Given a world of free will, you would have no chance with Zoya, not a prayer. It’s very simple: you’re violent. In camp, when I went pacifist, that was an attempt to preserve something in myself. It’s the philosophy of the truant, I know — of the pious shirker. I assumed at the time that you were doing some discreet brawling on my behalf, and I stayed silent. I remember the change in the attitude, and the appearance, of the three little hooligans who were always after me. They looked as though they’d all been in the same car crash. Christ. And that Tartar who wanted my shovel — was it you who broke his arm? Anyway, I tried, with my share of hypocrisy, to preserve something in myself. It didn’t work. Nothing would have worked. And I don’t condemn you, really, for what you did — to the informers. Oppression lays down bloodlust. It lays it down like a wine.

Now I know you to be a persistent and resourceful suitor — and, in her case (if I may say), a remarkably sanguine one. But she is weak against certain kinds of influence. And if the old hack is still alive, when I’m not, and she is still with him, well, it already sickens me to imagine her isolation, and her thwartedness. This I feel sure of, though, and I warn you with real fear. If you do move on her, it will create for you both nothing but misery. Not to mention, or at least not to go into, the insult it would in any case be to my memory, and to our fraternal love. A love that survives the strangest fact of all.

You wanted me dead, didn’t you? From pretty much the first day I came to camp. You fought it, and you won, and you risked much physical damage to keep me from harm. Yet you wanted me dead. Because Zoya was impossible so long as I was alive. I don’t know why. I don’t know what urka-like rule you were following, though I’m glad of it. Or maybe you realized that I just couldn’t let it happen. We’d need pistols at dawn. And then you’d get your wish. My suicide would have been simplest, no? Sometimes I find myself thinking that the entire Norlag Rebellion, the Fifty Days, with its hundred dead, was engineered by you for just one last roll of the dice. I could go, you could go — let fate do it. And, Jesus, August 4, with its deaths and its wounds. Wounds that turned our friend’s hair from taiga to tundra. As I said at the time, you’re a romantic. In your way. And no fun for you either, all this. No fun to want your brother’s wife. And to want her quite so badly.

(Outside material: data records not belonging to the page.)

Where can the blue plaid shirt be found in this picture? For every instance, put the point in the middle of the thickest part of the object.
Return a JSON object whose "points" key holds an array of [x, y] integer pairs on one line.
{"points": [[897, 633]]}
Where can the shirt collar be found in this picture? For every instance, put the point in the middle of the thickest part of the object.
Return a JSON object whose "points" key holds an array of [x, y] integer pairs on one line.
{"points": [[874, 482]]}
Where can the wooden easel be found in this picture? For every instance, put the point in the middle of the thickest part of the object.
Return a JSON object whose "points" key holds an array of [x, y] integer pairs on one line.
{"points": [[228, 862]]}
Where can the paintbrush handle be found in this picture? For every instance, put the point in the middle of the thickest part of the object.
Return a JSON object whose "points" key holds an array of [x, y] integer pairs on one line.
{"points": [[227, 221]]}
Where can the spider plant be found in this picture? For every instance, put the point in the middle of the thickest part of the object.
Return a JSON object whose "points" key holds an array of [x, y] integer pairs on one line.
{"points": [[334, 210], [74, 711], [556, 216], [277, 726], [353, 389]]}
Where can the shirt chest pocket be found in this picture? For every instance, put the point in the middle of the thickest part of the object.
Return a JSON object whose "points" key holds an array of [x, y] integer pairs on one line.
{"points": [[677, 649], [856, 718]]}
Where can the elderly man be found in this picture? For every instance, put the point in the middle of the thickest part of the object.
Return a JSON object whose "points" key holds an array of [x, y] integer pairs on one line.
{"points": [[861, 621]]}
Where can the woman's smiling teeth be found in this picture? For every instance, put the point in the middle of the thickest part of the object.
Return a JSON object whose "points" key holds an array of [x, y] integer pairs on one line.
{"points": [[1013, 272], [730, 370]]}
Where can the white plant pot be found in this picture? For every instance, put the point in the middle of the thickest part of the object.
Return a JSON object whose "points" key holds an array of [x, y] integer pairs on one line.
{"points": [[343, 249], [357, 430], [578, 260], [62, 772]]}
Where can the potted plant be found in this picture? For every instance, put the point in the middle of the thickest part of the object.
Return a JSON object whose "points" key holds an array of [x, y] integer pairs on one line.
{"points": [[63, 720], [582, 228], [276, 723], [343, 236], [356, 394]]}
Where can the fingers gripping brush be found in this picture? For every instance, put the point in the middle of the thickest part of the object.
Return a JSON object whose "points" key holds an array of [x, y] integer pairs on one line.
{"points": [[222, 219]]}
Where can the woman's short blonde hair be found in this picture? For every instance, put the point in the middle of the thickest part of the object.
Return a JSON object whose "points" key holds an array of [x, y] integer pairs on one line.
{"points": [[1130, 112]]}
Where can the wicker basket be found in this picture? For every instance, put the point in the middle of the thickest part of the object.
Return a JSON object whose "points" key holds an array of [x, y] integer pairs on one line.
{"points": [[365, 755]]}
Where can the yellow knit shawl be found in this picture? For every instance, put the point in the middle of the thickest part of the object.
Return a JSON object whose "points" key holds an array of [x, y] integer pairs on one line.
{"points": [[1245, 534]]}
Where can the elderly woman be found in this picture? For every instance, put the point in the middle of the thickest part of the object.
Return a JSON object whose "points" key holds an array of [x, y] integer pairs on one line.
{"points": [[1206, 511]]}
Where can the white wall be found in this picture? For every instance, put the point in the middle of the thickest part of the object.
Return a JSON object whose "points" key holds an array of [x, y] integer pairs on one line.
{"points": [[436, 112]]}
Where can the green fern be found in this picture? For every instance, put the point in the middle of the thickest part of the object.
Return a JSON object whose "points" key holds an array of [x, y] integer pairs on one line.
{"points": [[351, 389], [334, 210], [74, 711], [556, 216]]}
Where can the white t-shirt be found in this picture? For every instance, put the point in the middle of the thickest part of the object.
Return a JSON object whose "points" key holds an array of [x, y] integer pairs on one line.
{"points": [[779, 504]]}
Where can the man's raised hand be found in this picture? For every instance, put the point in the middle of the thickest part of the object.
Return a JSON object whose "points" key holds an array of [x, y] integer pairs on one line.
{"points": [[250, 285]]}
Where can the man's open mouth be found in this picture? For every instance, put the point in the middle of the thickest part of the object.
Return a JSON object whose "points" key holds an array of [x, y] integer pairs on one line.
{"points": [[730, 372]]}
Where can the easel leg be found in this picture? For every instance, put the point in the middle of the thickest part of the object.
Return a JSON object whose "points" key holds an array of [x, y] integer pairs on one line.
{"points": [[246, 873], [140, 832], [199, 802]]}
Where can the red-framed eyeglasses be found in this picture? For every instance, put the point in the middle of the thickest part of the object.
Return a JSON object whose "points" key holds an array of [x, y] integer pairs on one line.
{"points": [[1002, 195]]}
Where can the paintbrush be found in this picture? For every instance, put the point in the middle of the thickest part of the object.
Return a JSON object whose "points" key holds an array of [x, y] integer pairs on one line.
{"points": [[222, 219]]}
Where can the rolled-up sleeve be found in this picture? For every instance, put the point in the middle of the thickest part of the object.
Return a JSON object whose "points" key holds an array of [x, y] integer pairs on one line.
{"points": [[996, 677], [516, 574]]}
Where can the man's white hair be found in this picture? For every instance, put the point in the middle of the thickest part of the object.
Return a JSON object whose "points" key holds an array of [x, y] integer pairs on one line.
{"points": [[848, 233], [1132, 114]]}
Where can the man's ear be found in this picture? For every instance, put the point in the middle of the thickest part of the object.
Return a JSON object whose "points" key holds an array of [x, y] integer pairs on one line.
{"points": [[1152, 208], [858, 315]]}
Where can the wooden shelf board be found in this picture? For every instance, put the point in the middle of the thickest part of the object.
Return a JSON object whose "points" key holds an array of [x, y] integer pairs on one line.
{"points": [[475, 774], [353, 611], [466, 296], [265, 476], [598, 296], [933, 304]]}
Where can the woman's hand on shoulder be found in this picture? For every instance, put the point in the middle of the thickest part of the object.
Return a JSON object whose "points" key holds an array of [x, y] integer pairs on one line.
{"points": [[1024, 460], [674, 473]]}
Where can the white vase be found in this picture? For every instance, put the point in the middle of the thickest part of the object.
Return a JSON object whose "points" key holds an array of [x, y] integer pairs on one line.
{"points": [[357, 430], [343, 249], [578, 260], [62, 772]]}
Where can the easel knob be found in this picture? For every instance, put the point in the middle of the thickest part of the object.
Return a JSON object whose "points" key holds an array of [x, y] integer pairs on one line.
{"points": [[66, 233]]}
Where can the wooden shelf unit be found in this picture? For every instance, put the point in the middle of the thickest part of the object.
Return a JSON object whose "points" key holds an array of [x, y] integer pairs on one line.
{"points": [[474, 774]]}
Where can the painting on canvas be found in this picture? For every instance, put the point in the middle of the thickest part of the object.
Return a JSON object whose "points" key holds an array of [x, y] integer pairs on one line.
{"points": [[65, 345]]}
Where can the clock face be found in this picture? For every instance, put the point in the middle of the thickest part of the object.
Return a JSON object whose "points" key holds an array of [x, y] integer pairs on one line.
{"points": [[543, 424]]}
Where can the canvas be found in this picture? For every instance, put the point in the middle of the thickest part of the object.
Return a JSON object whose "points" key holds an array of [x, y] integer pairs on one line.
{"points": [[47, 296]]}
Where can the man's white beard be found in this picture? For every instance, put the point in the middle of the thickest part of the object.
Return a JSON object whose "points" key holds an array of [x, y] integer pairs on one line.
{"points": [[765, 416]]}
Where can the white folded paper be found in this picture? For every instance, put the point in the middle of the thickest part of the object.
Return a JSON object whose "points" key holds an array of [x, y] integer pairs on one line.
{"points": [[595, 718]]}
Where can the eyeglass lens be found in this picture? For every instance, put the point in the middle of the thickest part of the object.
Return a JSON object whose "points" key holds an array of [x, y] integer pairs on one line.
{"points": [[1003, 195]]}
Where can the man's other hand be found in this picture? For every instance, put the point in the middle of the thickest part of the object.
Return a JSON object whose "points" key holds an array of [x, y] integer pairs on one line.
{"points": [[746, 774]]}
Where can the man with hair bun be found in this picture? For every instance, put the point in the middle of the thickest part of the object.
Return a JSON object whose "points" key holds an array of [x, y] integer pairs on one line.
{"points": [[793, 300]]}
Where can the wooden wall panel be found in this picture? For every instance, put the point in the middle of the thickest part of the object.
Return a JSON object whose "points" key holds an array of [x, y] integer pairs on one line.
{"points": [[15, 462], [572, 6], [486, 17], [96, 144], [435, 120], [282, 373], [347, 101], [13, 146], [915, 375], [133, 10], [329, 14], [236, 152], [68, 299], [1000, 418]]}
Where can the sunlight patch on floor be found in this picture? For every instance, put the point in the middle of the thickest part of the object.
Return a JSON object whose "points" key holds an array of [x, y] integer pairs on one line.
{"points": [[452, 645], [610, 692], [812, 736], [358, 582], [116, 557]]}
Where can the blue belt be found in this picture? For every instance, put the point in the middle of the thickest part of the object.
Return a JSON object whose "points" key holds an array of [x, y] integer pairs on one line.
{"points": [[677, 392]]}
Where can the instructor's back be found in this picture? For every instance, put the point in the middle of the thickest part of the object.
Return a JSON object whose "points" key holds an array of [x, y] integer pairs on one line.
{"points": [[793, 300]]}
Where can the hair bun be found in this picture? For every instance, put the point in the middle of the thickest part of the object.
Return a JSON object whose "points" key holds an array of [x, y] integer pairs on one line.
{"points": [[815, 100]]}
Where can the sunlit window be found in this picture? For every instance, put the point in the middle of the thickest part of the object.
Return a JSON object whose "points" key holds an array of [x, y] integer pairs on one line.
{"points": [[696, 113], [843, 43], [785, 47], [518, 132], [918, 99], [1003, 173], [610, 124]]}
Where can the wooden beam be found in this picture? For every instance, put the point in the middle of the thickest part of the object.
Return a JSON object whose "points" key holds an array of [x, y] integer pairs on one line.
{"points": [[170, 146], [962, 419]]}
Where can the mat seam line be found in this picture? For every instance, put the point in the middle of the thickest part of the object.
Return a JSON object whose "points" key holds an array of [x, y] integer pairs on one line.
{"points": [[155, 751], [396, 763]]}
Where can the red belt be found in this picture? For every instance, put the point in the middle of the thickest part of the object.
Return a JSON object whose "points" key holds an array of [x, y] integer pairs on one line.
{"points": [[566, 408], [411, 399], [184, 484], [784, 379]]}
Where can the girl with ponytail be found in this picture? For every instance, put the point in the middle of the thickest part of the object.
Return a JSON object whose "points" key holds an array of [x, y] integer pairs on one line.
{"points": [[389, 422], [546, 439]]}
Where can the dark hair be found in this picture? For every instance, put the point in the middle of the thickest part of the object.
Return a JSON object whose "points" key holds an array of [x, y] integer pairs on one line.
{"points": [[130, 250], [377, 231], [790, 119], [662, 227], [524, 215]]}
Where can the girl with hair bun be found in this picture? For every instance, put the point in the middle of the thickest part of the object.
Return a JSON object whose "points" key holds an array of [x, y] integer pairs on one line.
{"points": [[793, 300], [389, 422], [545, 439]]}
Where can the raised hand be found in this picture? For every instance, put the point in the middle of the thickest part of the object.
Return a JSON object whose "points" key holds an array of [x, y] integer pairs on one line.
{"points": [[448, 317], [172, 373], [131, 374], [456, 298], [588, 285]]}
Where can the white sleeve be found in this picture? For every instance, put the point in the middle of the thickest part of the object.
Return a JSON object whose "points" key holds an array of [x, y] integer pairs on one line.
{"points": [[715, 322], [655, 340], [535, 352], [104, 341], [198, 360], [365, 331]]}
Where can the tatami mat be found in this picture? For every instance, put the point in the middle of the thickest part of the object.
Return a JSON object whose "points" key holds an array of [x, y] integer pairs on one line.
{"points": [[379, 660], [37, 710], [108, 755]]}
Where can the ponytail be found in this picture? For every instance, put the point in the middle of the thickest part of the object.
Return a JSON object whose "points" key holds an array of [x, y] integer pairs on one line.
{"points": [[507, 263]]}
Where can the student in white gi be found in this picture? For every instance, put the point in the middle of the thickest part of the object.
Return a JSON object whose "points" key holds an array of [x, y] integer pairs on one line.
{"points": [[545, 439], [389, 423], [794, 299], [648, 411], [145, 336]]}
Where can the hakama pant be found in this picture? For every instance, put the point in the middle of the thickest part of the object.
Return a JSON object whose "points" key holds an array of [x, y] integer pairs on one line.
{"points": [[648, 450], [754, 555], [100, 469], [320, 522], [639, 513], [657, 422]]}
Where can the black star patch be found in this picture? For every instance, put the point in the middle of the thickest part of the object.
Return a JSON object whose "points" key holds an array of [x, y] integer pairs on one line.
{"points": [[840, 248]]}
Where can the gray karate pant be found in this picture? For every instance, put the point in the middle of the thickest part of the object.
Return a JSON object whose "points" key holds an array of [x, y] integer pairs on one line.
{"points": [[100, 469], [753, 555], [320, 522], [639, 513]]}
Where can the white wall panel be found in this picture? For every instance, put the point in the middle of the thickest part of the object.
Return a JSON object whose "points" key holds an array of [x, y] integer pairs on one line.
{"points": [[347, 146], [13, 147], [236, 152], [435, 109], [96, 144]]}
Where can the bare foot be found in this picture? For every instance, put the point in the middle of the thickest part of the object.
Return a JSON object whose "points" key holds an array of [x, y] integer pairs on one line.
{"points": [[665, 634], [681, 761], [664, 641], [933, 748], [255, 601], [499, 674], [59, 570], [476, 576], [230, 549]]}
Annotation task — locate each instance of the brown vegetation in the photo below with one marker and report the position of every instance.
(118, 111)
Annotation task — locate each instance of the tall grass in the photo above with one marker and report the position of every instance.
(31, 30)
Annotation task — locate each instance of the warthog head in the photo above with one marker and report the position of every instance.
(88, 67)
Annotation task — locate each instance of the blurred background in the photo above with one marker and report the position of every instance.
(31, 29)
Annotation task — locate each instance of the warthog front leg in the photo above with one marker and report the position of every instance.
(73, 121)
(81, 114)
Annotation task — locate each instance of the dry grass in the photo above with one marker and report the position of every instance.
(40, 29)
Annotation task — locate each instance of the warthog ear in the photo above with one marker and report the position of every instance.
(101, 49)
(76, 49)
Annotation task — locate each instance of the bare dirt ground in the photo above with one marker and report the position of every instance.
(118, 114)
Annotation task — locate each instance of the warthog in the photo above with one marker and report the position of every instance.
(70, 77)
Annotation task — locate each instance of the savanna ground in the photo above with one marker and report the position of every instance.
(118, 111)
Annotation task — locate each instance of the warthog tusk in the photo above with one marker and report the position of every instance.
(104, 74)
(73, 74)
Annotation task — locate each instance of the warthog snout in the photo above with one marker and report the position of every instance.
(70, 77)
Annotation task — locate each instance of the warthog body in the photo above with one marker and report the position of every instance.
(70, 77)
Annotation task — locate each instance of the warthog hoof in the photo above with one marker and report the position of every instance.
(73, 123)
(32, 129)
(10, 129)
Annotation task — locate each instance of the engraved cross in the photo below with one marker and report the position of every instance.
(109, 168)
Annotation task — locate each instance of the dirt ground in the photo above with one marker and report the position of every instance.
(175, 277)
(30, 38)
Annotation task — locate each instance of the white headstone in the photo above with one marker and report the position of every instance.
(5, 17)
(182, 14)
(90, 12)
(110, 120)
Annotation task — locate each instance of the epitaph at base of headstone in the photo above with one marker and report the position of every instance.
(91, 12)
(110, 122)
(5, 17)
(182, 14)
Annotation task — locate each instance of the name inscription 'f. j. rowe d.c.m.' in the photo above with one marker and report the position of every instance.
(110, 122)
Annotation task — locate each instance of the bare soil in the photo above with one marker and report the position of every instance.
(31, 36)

What I’d like to do is live long enough so that you’re too old to care. Or too old to move. You’ll realize how serious I am when I tell you that I’m going to give up smoking. But I don’t see them, really, the old bones. Who was it who said this? “In hospital, it’s always earlier than you think.” Earlier — and also later, at least for me. On my admission, they had me sign a form that said, more or less, that I didn’t mind dying. I’ve made my will, and I’m already dividing up my keepsakes, like the good little boy I used to be. Oh, what good boys we were. What good boys we were, before. The delivery of this letter I will entrust to Artem, whose tour ends at Christmas. It’s the only trait my wives have in common: you can’t ask them to post a letter. You might as well fold the envelope into a paper plane and throw it out of the window. And I don’t expect Lidya to be at her briskest, after I’ve gone.